It’s often used by people who’ve never had the experience of being abused themselves [to their knowledge], but who are trying, quite ineffectively, to demonstrate empathy. Let’s take a look at that. What is the real content and why would it not feel supportive and empathetic?
Well, first of all, the person seeking empathy has not indicated she thinks she deserved to be abused. It would be an appropriate response if she had. But otherwise it does not reflect in any sort of connection to the content of what the person seeking empathy expressed.
Secondly, the content of the sentence suggests that the individual may have behaved badly, may be someone whom others would not like, or would dislike intensely, or even hate. The speaker is implying: no matter how bad you may have been as a child, you didn’t deserve to be abused.
Think about that. “I don’t care how badly you behaved as a child, you didn’t deserve to be abused.” Well, at least that acknowledges the person by using second person as the subject rather than the generic “nobody.”

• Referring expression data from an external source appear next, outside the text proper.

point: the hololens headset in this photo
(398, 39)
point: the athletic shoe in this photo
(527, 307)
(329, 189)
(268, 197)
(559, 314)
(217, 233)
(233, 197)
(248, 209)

What the person seeking empathy needs to hear is: “I am so sorry that you had to experience that pain. I understand it was horrific, and that it would deeply affect you throughout your life.”
“Nobody deserves to be abused” also is a generalized statement that doesn’t even acknowledge the individual nor the experience of the person seeking empathy. It doesn’t refer in any way to the expressions of pain the person has just presented.
It doesn’t say: “no child should have to experience what you experienced. Your parents were supposed to protect you, not hurt you, and I am so sorry that you had to go through that.”
Note the “you,” which directs the statement specifically at the individual who has experienced the abuse and is seeking empathy.